点検状況や修理・メンテナンスの履歴

点検状況や修理・メンテナンスの履歴



家の査定を依頼するにあたり、築年数が10年を超える物件であれば、これまでの点検状況や修理・メンテナンスの履歴を整理しておくことは、査定額を左右する重要な要素となります。

特に、長期優良住宅の認定を受けている場合は、5年ごとの定期点検記録の保管が義務付けられています。しかし、それ以外の建物であっても、中古住宅の購入を検討するお客様は、建物の維持管理状況を非常に気にされるものです。将来的に発生する可能性のあるメンテナンス費用は、購入判断における大きなポイントとなるでしょう。

私が実際に自宅を売却した際には、売り出しを開始する前に、専門業者に外部と内部の点検を依頼し、将来的に必要となる可能性のあるリフォーム費用の概算を出してもらいました。

以下は、築14年の私の物件のメンテナンス状況と点検結果の概要です。

外部:
外部塗装:未実施(表面塗装の劣化進行)
屋根塗装:未実施(平瓦のため、鉄部のみメンテナンス推奨)
バルコニー防水:実施済み(20年目まで保証あり)
防蟻工事:未実施(現況、特に問題なし)

内部設備:
給湯器:昨年交換済み
エアコン:マルチエアコン室外機修理済み
浴室:簡易リフォーム済み(水栓金具・換気扇は交換時期)
キッチン:食洗機故障
インターホン:交換時期
シャッター:オーバーホールの推奨時期
フローリング:フロアマニキュア実施済み

これらの点検結果を踏まえ、リフォームやメンテナンスを実施した項目、そして今後必要となる可能性のある費用について、買主の方に明確に説明できる状態にしておきました。

もちろん、これらの情報が開示されることで、交渉によっては値引きを求められる可能性もあります。しかし、物件の状態を曖昧にするよりも、正直に伝える方が、買主の方にとっては安心感につながります。

設備機器や内外装の状態は、査定金額や売り出し価格に直接的な影響を与え、最終的な成約金額の交渉においても大きなウェイトを占める部分です。査定前に完璧な準備が難しくても、売り出しを開始するまでには、これらの情報を整理しておくことを強くお勧めします。

設備機器と内装の重要性:購入希望者の心理

中古住宅の購入を検討する方は、新築物件にはない「価格の手頃さ」に魅力を感じる一方で、「将来的な修繕費用」に対して不安を抱いているものです。特に、水回り設備(キッチン、浴室、トイレなど)や給湯器、エアコンといった主要な設備機器の状況は、日常生活に直結するため、非常に注目されます。
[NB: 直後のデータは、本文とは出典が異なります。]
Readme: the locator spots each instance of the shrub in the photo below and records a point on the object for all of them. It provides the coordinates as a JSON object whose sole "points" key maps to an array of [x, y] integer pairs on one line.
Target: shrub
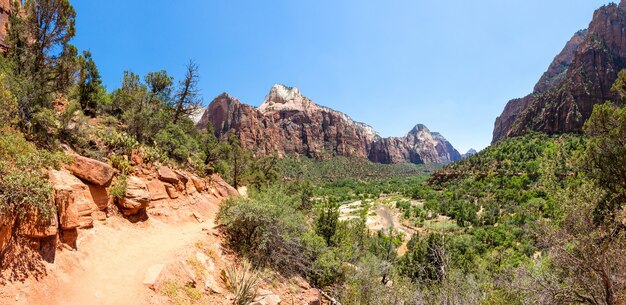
{"points": [[118, 187], [242, 282], [119, 142], [24, 188], [121, 163], [266, 227], [176, 142]]}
これらの設備が古かったり、故障している場合は、「購入後すぐに交換費用がかかるのではないか」という懸念を生み、購入意欲を大きく低下させる可能性があります。反対に、交換履歴やメンテナンス状況が明確に示されていれば、購入希望者は安心して検討を進めることができます。
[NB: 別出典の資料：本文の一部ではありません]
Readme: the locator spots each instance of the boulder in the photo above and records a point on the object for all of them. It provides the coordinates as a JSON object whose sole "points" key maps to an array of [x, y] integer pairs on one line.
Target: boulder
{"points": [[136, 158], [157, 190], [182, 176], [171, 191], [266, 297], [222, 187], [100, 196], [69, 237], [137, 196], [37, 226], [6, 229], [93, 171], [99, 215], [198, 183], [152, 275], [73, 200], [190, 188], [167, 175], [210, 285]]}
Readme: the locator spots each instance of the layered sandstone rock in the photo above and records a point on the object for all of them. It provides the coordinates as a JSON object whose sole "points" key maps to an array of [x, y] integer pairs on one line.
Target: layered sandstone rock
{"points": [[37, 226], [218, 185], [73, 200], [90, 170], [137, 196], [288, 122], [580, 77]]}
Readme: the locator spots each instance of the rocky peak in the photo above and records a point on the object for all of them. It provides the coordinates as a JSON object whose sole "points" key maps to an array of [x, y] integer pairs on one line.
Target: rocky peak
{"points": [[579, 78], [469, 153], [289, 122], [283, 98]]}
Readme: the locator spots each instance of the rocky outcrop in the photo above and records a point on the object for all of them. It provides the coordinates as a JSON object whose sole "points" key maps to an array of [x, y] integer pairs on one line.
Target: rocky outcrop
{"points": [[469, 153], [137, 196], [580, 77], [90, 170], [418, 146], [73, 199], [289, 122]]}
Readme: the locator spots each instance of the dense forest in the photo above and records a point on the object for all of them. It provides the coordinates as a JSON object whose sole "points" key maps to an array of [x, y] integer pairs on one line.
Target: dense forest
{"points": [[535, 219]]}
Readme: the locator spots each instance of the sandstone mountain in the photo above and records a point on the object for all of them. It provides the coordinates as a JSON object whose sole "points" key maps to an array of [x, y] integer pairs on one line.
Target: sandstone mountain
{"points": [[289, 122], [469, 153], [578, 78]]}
また、内装の状態も同様に重要です。壁紙の汚れ、床の傷み、建具の不具合などは、生活感を感じさせるだけでなく、「きちんと手入れされていなかったのではないか」という印象を与えかねません。簡易的なクリーニングや補修を行うだけでも、物件の印象は大きく向上します。

査定前にできること:具体的な準備

過去の記録の確認:
住宅の保証書、設備機器の取扱説明書、点検記録、修理履歴などを探し出し、整理します。

設備の動作確認:
給湯器、エアコン、換気扇、食洗機など、家中の設備機器が正常に動作するか確認します。不具合があれば、可能な範囲で修理を検討しましょう。
内外装のチェック: 壁や床の傷み、水漏れの跡、建具の不具合などを確認し、簡単な清掃や補修を行います。
専門家による点検の検討:
必要に応じて、ホームインスペクション(住宅診断)を依頼し、専門家による客観的な建物状況の評価を得ることも有効です。

これらの準備を行うことで、査定時に物件のプラスポイントをしっかりとアピールでき、マイナスポイントについても正直に伝えることで、購入希望者との信頼関係を築き、スムーズな売却へと繋げることができるでしょう。